Hans Ackermann
RBB Kultur Radio, Germany
June 2017

Spuren von andalusischem Flamenco, barocker Allemande, nordamerikanischer Folklore und venezolanischem Walzer finden sich—zeitgenössisch gewendet—im Konzert für Gitarre und Orchester des 1954 in Boston geborenen amerikanischen Komponisten Robert Beaser.

Perkussiv, farbig, filigran—die Klangpalette der klassischen Gitarre ist vielfältig und keineswegs nur auf das Klischee der „leisen Töne“ beschränkt.

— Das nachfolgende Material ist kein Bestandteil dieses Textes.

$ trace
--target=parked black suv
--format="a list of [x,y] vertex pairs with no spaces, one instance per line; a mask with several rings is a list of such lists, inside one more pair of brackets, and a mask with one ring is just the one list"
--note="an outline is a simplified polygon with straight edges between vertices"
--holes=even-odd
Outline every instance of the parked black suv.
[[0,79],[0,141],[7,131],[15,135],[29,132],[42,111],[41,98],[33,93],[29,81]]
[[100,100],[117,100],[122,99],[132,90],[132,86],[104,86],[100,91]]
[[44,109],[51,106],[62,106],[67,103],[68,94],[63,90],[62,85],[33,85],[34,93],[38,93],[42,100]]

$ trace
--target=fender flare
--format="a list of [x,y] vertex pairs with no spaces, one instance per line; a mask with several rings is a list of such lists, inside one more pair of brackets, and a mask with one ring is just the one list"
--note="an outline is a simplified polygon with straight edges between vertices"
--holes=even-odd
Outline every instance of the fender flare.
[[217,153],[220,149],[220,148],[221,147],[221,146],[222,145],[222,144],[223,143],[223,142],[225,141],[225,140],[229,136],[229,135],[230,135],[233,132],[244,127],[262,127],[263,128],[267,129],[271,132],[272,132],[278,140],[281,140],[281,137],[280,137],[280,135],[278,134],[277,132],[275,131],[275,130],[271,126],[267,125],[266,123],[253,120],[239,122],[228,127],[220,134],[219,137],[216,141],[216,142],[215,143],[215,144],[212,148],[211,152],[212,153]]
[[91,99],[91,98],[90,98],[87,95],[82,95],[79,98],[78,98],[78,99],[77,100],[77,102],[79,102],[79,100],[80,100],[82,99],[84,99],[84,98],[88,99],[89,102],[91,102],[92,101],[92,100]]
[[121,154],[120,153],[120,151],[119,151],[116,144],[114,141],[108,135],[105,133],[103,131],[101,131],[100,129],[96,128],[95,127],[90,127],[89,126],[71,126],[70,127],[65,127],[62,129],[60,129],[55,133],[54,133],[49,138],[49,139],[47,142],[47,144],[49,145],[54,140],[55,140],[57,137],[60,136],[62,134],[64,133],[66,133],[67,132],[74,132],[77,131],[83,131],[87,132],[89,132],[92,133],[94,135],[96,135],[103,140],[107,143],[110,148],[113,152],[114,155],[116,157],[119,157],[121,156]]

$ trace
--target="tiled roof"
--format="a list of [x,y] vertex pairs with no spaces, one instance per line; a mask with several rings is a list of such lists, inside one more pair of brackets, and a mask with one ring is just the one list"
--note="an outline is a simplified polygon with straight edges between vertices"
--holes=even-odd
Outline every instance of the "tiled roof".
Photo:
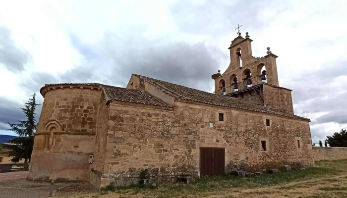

Als wenn Robert Beaser genau das beweisen wollte, hat er den ersten Satz seines Konzerts mit „Chains and Hammers“ überschrieben.

Tatsächlich rasselt der Solist Eliot Fisk in den ersten Minuten des Konzerts kräftig mit Ketten aus kleinen Terzen, die in vielen Variationen den verminderten Akkord ergeben—Sinnbild einer schwebenden Tonalität jenseits von Dur und Moll, für die sich in den USA seit den 1970er Jahren der Begriff der „New Tonality“ etabliert hat.

Die „Hammerschläge“ steuert in diesem Satz das Orchester bei, namentlich der Paukist—eine Hommage an das Instrument, das Robert Beaser einst als junger Musiker im Boston Youth Symphony Orchestra gespielt hat.

Obgleich kein Gitarrist, verfügt Robert Beaser über exzellente Kenntnisse des Instruments und seiner Spieltechnik, ist er doch seit vielen Jahren mit einem der renommiertesten klassischen Gitarristen gut befreundet: Eliot Fisk, der als letzter Schüler des großen Andres Segovia gilt. Fisk und Beaser haben sich beim Studium an der Elite-Universität von Yale kennengelernt und sich seitdem nie wieder aus den Augen verloren—Fisk wurde für Beaser in etwa das, was einst der Geiger Joseph Joachim für Johannes Brahms war: Inspirationsquelle, künstlerisches Gegenüber, kongenialer Interpret—und guter Freund.

Seit den 1970er Jahren hat Robert Beaser so immer wieder Gitarrenmusik für Eliot Fisk komponiert, 2010 das jetzt eingespielte Konzert und schon 1980 das zweite große Werk dieses Albums, Notes on a southern sky. In dieser zeitgenössischen Hommage an den venezolanischen Komponisten Antonio Lauro (1917-1986) ist dessen Valse venezolano No. 3 im harmonischen und rhythmischen Untergrund deutlich herauszuhören.

Das höchst anspruchsvolle, in modernen kontrapunktischen Strukturen fortschreitende Solostück, ist bei Eliot Fisk buchstäblich in den allerbesten Händen. Sein gitarristisches Können hat der ebenfalls 1954 in Philadelphia geborene Musiker eine Zeit lang als Professor für Gitarre in Köln, danach in gleicher Funktion in Salzburg an Studierende weitergegeben. Robert Beaser ist Professor an der New Yorker Julliard School, leitet dort die Abteilung Komposition.

In Europa ist Robert Beasers Bekanntheitsgrad, verglichen mit Komponisten wie John Adams, Steve Reich oder Philip Glass vergleichsweise gering, obwohl in den USA renommierte Orchester wie das New York Philharmonic oder das Boston Symphony regelmäßig Werke bei ihm in Auftrag geben.

José Serebrier, erfahrener Dirigent zeitgenössischer Musik, führt auf dieser CD das Royal Scottish National Orchestra souverän durch Robert Beasers neotonale Klangwelten und nennt dessen Gitarrenkonzert ein „bahnbrechendes Meisterwerk“, dass nach Ansicht von Eliot Fisk die Gitarrenmusik „50 Jahre in die Zukunft“ katapultieren würde—Begeisterung, der man sich ohne Einschränkungen anschließen möchte.